You will learn the layered syntax of ggplot2 for scatterplots in this section. It also demonstrates how regression lines can be added (compared with the base-R syntax shown in the introductory video).

Label points in the scatter plot

Add regression lines

The functions below can be used to add regression lines to a scatter plot:

  • geom_smooth() and stat_smooth()
  • geom_abline()

Only the function geom_smooth() is covered in this section.

A simplified format is:

geom_smooth(method="auto", se=TRUE, fullrange=FALSE, level=0.95)

  • method : smoothing method to be used. Possible values are lm, glm, gam, loess, rlm.
    • method = “loess”: This is the default value for small number of observations. It computes a smooth local regression.
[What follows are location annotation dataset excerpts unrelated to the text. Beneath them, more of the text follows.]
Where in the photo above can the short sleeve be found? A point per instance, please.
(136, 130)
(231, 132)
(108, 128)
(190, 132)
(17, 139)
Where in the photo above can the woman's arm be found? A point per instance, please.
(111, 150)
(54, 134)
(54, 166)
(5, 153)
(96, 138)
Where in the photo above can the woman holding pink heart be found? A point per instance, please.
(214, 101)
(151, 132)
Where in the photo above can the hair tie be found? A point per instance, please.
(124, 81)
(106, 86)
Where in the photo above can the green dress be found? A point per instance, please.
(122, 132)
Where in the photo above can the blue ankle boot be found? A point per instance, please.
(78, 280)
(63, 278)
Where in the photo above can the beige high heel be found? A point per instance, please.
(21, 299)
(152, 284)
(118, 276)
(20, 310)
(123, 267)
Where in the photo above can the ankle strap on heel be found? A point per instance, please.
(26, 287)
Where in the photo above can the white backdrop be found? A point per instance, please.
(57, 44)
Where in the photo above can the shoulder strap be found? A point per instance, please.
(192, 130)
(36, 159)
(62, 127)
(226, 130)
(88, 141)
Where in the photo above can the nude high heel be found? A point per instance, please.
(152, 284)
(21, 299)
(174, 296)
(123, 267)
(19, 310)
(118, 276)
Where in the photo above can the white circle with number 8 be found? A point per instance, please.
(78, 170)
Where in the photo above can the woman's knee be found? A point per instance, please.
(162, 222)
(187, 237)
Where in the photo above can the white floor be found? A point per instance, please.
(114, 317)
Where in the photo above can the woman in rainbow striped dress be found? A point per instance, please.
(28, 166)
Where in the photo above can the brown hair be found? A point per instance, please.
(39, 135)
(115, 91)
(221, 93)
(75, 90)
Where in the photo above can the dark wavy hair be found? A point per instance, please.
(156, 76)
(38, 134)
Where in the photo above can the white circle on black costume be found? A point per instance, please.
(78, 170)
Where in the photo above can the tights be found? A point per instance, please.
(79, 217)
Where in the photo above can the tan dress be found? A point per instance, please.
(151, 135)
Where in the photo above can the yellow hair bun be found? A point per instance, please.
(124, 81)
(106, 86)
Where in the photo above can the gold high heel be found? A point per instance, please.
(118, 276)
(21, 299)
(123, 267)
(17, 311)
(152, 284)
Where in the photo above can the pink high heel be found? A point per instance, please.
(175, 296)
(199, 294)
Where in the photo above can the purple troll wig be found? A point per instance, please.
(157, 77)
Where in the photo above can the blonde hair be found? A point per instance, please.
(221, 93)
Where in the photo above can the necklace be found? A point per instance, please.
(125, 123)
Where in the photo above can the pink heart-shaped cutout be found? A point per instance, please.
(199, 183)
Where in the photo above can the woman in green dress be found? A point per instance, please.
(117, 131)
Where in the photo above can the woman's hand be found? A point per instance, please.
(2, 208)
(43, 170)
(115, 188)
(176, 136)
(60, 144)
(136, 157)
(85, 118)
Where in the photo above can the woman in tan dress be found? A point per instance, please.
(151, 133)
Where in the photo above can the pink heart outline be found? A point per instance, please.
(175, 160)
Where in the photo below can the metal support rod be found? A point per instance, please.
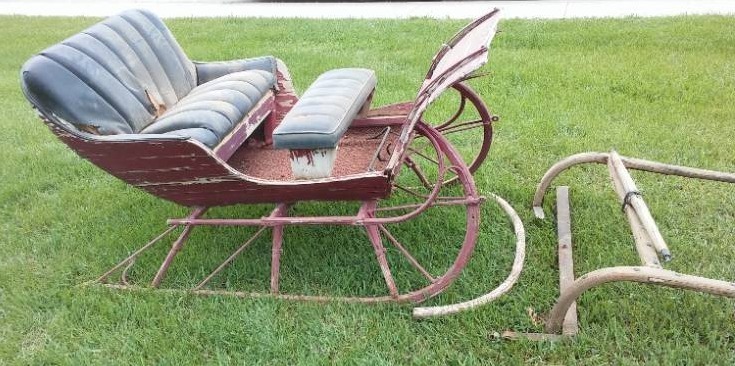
(176, 247)
(135, 254)
(406, 254)
(643, 243)
(230, 259)
(280, 211)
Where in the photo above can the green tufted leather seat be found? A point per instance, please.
(128, 75)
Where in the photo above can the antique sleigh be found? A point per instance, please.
(123, 95)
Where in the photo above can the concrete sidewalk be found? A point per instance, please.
(548, 9)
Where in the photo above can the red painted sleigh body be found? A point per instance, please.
(381, 145)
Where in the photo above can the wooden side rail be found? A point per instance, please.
(649, 242)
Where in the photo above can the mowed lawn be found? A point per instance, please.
(660, 89)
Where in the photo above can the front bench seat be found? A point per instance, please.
(128, 75)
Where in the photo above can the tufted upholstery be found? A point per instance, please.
(326, 110)
(128, 75)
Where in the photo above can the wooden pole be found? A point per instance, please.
(566, 260)
(635, 200)
(643, 242)
(515, 272)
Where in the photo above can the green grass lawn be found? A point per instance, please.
(659, 89)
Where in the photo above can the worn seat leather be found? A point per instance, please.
(326, 110)
(128, 75)
(210, 111)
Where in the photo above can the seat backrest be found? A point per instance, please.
(467, 51)
(114, 77)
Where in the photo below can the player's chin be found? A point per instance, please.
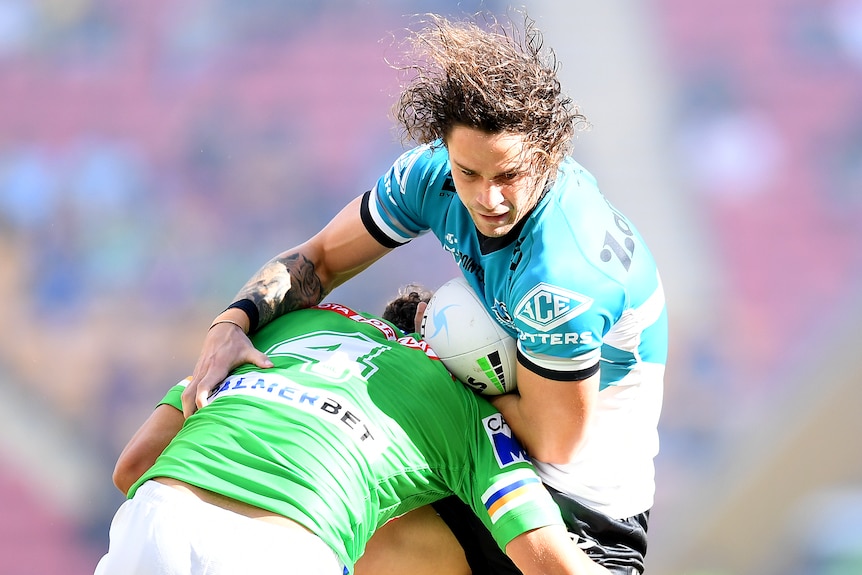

You can read more about loess using the R code ?loess.
    • method =“lm”: It fits a linear model. Note that, it’s also possible to indicate the formula as formula = y ~ poly(x, 3) to specify a degree 3 polynomial.
  • se : logical value. If TRUE, confidence interval is displayed around smooth.
  • fullrange : logical value. If TRUE, the fit spans the full range of the plot
  • level : level of confidence interval to use. Default value is 0.95
# Add the regression line
ggplot(mtcars, aes(x=wt, y=mpg)) + 
  geom_point()+
  geom_smooth(method=lm)
# Remove the confidence interval
ggplot(mtcars, aes(x=wt, y=mpg)) + 
  geom_point()+
  geom_smooth(method=lm, se=FALSE)
# Loess method
ggplot(mtcars, aes(x=wt, y=mpg)) + 
  geom_point()+
  geom_smooth()